Additional Information and Where to Find It
M-Flex has not yet commenced any offer for the shares of MFS. The offer, if made, will be made only pursuant to the Offer Document/Prospectus included in the Registration Statement on Form S-4 (the “S-4”) that was filed with the U.S. Securities and Exchange Commission (“SEC”) on June 27, 2006, which also contains a proxy statement with respect to the special stockholders meeting to be held by M-Flex. Information contained in this news release is not a substitute for the information contained in the S-4 or any other relevant document that M-Flex may file with the SEC. Stockholders and investors are urged to read the S-4 and any other relevant document filed with the SEC when they become available, and before making any voting or investment decision, because such documents will contain important information, including detailed risk factors about M-Flex, MFS and the proposed transaction. These documents are or will be available free of charge at the SEC’s website (www.sec.gov) or by directing a request for such a filing to M-Flex at 3140 East Coronado Street, Anaheim, California, 92806, Attention: Investor Relations, or by telephone at (714) 573-1121, or by email to investor_relations@mflex.com, or through M-Flex’s website (www.mflex.com) as soon as reasonably practicable after such material is filed with or furnished to the SEC. This information also will be available on the website of the Singapore Securities Exchange Trading Limited at www.sgx.com.
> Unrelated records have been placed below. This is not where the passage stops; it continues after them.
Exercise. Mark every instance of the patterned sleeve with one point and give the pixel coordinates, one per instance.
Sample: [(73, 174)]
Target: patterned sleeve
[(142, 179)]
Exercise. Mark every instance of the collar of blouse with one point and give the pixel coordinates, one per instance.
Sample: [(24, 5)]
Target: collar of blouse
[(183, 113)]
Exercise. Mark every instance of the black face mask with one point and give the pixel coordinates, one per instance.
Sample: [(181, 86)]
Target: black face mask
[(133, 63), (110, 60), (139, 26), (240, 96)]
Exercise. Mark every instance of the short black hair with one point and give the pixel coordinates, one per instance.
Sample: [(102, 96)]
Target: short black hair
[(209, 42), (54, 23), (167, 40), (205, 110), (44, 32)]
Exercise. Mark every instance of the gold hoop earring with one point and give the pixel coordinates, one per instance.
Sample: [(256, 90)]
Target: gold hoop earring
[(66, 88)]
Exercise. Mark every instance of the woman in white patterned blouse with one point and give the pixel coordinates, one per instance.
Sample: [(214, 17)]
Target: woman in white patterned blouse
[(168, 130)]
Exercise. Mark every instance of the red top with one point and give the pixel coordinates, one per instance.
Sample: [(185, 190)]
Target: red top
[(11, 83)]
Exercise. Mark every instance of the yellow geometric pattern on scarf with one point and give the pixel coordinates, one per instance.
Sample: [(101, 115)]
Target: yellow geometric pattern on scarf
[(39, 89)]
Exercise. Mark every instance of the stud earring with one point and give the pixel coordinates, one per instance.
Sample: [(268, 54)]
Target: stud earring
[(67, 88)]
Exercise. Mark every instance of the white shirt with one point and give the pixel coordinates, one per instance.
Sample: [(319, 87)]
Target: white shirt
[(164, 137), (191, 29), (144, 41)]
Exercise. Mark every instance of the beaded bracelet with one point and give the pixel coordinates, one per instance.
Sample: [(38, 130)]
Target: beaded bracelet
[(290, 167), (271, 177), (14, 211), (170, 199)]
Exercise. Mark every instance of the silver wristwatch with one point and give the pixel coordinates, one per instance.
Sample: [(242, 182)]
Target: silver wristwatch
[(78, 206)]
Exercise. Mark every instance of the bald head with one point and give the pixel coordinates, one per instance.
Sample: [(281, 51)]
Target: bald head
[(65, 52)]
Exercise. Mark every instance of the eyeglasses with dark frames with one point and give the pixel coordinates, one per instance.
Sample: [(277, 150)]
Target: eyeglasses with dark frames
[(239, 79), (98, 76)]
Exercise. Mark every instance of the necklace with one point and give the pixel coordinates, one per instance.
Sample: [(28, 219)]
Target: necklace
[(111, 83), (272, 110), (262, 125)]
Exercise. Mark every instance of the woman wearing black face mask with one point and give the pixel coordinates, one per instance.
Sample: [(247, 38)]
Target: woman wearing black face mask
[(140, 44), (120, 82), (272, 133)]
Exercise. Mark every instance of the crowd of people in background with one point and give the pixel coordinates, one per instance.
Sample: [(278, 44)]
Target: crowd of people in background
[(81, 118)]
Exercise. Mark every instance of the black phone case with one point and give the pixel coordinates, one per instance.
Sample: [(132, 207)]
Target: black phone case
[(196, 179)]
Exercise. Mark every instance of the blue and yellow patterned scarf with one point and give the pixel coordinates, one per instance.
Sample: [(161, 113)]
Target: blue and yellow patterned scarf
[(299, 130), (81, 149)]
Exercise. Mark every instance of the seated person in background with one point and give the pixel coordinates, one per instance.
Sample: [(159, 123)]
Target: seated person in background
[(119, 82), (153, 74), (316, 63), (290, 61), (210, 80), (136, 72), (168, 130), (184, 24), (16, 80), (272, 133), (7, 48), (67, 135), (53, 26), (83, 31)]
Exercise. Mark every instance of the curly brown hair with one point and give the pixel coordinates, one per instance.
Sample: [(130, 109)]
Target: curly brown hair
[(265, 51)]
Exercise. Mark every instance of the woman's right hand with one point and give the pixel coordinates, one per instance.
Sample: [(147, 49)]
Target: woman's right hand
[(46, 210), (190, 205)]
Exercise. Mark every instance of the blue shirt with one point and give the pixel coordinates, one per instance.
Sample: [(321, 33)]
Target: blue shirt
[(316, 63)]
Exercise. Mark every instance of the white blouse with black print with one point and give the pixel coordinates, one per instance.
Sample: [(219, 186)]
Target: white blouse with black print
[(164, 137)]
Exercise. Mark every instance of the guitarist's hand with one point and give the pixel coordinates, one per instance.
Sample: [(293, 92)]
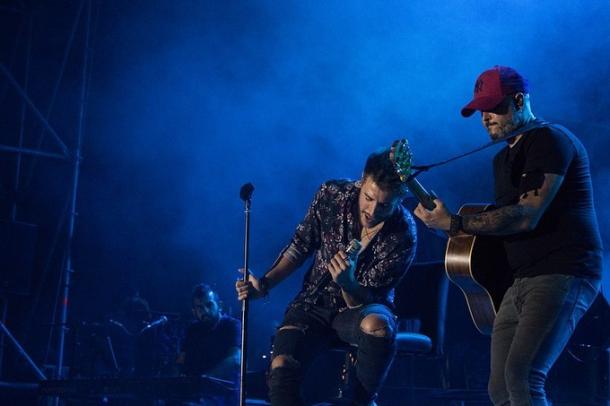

M-Flex, MFS and their respective directors and executive officers may be deemed to be participants in the solicitation of proxies from M-Flex stockholders in connection with the proposed transaction. Information about the directors and executive officers of M-Flex and their ownership of M-Flex stock is set forth in the proxy statement for M-Flex’s 2006 Annual Meeting of Stockholders. Information about the directors and executive officers of MFS and their ownership of MFS shares is set forth in the annual report of MFS. Investors may obtain additional information regarding the interests of such participants by reading the S-4.